Question 6.21: (a) Find the phase and group velocities for a normal transmi...

(a) From (6.77), we write

\gamma=\alpha+j \beta=\pm \sqrt{\hat{Z} \hat{Y}}=\pm \sqrt{(\hat{R}+j \omega \hat{L})(\hat{G}+j \omega \hat{C})}        (6.77)

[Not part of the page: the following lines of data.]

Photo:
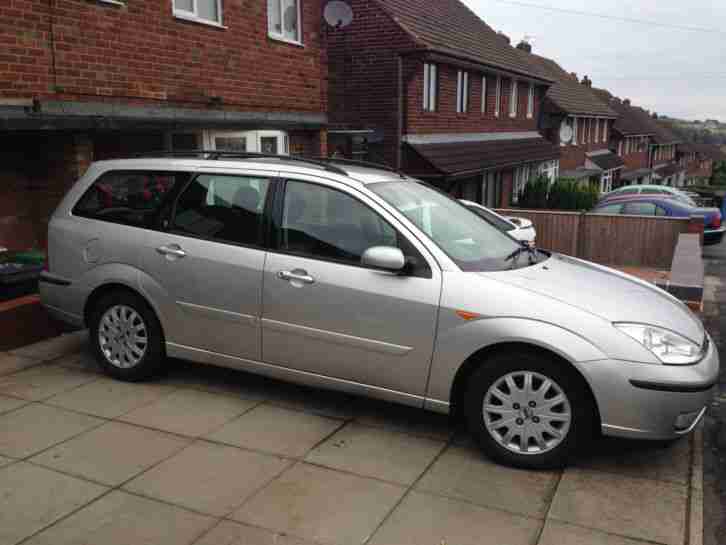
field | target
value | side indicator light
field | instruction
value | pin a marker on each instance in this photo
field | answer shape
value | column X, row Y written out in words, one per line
column 468, row 316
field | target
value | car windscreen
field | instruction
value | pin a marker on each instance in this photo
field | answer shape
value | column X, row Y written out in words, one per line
column 473, row 244
column 493, row 219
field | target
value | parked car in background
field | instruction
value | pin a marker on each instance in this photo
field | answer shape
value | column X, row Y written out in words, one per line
column 520, row 228
column 367, row 281
column 645, row 205
column 647, row 189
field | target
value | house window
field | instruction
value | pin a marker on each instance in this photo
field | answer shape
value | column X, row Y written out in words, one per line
column 550, row 169
column 483, row 94
column 283, row 20
column 606, row 182
column 498, row 98
column 431, row 85
column 521, row 179
column 208, row 11
column 462, row 92
column 530, row 101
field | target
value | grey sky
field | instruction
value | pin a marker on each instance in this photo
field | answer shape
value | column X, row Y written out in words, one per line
column 675, row 72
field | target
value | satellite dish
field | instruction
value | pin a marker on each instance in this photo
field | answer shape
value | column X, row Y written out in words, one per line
column 566, row 133
column 338, row 14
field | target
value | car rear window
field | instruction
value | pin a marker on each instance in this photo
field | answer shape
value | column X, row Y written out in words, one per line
column 128, row 197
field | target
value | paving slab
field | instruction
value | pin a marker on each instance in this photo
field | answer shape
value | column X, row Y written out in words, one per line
column 42, row 382
column 560, row 533
column 322, row 402
column 233, row 533
column 276, row 430
column 36, row 427
column 321, row 505
column 644, row 459
column 123, row 519
column 422, row 518
column 111, row 454
column 190, row 412
column 50, row 349
column 391, row 416
column 12, row 363
column 466, row 474
column 636, row 508
column 209, row 478
column 10, row 403
column 374, row 452
column 109, row 398
column 33, row 497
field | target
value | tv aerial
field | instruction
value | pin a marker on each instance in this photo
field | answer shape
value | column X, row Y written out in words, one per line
column 338, row 14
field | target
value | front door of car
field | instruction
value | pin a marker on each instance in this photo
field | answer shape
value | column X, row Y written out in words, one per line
column 324, row 313
column 207, row 265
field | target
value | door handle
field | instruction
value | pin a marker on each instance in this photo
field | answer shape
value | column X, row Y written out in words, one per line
column 173, row 250
column 296, row 276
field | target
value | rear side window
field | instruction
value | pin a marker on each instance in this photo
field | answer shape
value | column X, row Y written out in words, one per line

\gamma=\alpha+j \beta=\sqrt{\hat{Z} \hat{Y}}=\sqrt{(j \omega \hat{L})(j \omega \hat{C})}=j \omega \sqrt{\hat{L} \hat{C}}

The phase velocity  v_{\phi}   is computed to be

v_{\phi}=\frac{\omega}{\beta}=\frac{1}{\sqrt{\hat{ L } \hat{C}}}

The group velocity   v_{g} is computed to be

v_{g}=\frac{\partial \omega}{\partial \beta}=\frac{1}{\left(\frac{\partial \beta}{\partial \omega}\right)}=\frac{1}{\sqrt{\hat{L} \hat{C}}}

The two velocities are equal in this case and our independent of frequency.

(b) From (6.77), we write

\gamma=\alpha+ j \beta=\sqrt{\hat{Z} \hat{Y}}=\sqrt{\left(\frac{1}{ j \omega \hat{C}}\right)\left(\frac{1}{j \omega \hat{L}}\right)}=- j \frac{1}{\omega \sqrt{\hat{L} \hat{C}}}

The phase velocity  v_{\phi} is computed to be

v _{\phi}=\frac{\omega}{\beta}=-\omega^{2} \sqrt{\hat{ L } \hat{C}}

The group velocity   v_{g} is computed to be

v _{g}=\frac{\partial \omega}{\partial \beta}=\frac{1}{\left(\frac{\partial \beta}{\partial \omega}\right)}=+\omega^{2} \sqrt{\hat{L} \hat{C}}

In this case, the phase and the group velocities are in the opposite direction and both of them depend on frequency.